I had another poem all ready to go this morning. Then I got a text from a distant city where someone I love lives: “Went to the tree lighting last night but the crowd was so huge that we got afraid of being in the middle of it so we watched from afar.” This text and the following one, “Avoiding crowds at all costs,” felt like the capper to a hard week of hard news. So I turned to my file of comfort-poems, like The Peace of Wild Things by Wendell Berry, like Kindness by Naomi Shihab Nye, like To My Young Friends Who Are Afraid by William Stafford, but none of them felt right. Then I read this one, by Rebecca Foust, and it struck the right chord. Poem of the Week.

Vernal
– Rebecca Foust

Some things we believe cannot be redeemed.

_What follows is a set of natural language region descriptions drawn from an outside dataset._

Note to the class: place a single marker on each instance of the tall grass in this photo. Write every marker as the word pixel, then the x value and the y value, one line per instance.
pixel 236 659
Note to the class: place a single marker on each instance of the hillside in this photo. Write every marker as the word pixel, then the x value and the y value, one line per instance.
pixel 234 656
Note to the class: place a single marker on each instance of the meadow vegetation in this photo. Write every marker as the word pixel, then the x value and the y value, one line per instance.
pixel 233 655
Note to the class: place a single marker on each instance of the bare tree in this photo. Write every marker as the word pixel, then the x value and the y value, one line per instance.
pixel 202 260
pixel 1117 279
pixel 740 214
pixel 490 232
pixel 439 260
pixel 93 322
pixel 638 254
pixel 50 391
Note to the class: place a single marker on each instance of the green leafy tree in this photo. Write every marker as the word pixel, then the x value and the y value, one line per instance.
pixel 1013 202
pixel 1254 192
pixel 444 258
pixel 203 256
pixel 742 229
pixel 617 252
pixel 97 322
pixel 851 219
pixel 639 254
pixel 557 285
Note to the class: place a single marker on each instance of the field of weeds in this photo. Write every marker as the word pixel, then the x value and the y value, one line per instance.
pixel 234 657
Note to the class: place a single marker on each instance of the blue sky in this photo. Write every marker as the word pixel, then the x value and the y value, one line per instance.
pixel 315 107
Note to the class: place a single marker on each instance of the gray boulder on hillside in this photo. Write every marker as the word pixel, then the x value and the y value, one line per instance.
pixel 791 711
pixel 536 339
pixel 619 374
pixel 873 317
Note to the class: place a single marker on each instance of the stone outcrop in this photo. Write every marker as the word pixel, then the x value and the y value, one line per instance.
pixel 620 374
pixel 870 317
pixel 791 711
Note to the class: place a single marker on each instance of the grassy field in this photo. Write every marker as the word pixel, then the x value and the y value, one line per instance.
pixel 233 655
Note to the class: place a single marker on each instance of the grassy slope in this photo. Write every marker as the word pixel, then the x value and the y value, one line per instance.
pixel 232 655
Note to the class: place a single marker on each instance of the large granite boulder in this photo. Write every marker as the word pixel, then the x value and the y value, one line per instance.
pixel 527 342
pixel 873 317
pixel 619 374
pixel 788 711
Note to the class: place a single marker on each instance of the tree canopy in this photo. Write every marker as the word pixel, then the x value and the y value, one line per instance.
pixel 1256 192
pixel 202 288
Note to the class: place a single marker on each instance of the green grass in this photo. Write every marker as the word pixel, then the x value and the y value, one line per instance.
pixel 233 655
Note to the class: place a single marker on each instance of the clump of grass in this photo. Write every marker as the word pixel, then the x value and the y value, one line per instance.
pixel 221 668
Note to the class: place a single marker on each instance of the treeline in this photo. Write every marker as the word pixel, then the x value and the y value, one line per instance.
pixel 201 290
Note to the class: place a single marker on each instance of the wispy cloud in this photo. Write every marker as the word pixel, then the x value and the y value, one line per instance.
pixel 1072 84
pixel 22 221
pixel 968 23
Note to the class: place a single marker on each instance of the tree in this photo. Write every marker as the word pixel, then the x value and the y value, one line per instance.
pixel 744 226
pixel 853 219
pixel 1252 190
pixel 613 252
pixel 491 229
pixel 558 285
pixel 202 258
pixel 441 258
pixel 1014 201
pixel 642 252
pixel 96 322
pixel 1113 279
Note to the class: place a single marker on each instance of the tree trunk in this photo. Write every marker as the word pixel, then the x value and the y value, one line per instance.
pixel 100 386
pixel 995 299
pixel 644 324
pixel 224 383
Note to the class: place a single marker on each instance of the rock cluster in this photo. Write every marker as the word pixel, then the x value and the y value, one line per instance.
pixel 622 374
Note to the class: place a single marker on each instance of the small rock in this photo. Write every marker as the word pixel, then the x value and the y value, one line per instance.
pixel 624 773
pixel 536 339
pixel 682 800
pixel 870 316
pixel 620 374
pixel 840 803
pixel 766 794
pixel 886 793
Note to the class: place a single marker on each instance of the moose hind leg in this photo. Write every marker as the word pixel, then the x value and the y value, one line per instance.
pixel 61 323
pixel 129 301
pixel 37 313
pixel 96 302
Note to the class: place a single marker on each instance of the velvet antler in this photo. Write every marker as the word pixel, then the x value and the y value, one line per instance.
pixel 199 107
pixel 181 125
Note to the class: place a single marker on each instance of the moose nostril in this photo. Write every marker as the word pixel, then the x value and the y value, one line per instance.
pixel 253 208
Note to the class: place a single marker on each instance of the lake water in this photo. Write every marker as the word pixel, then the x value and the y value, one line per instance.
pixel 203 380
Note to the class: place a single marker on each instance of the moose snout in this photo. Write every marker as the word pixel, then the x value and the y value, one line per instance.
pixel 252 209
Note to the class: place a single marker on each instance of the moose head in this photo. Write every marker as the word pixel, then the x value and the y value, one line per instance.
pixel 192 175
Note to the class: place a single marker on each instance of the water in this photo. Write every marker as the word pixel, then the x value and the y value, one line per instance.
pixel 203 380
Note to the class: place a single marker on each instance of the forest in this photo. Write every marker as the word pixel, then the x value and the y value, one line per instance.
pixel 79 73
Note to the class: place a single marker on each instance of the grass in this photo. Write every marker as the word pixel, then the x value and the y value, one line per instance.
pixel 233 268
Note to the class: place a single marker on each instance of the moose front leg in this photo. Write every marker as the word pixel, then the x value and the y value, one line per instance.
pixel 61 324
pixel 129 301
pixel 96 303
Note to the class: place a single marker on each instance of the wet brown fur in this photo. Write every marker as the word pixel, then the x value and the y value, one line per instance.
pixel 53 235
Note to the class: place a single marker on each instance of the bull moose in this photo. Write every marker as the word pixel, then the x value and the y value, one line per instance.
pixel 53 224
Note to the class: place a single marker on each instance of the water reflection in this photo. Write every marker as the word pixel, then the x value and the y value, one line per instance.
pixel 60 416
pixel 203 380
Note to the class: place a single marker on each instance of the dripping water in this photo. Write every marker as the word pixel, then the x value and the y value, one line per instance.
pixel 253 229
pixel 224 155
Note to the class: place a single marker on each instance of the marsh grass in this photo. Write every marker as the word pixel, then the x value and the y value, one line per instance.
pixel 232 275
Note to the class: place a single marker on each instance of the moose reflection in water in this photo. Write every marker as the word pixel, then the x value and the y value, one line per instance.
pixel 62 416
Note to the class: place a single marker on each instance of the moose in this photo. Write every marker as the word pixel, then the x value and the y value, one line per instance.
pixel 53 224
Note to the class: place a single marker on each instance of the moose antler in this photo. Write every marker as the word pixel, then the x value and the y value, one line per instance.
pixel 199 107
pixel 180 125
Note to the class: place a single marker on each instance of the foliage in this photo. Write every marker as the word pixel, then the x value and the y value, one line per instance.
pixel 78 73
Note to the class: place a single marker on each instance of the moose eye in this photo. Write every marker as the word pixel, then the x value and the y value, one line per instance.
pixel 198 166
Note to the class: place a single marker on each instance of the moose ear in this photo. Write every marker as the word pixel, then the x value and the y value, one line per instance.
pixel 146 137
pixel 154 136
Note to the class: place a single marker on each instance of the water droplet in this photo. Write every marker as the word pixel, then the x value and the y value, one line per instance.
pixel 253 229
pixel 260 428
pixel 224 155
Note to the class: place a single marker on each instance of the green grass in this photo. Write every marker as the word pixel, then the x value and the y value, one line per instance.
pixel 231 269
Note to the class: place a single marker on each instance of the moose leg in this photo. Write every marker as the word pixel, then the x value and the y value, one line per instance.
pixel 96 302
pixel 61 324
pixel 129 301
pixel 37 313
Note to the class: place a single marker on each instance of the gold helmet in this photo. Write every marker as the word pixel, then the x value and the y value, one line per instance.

But in a valley the Railroad finally forgot,
the silted, slugged ditch we would not eat fish from
runs again, a river, rilled as before
by clear water, not black. Grass grows back
between tracks and rails. Limestone spalls
hewn from the mountain heal into soil.
Stumps heaped with live coals, split, and winched out
in spring frail a new circlet of green.
Panthers are seen. A son is born blue, and lives.
Some things we believe cannot be redeemed,
but the dawn, as yet, is diurnal. The woods keep
a hushed vigil, then rustle with life we can’t see;
small ponds well from the ground while we sleep.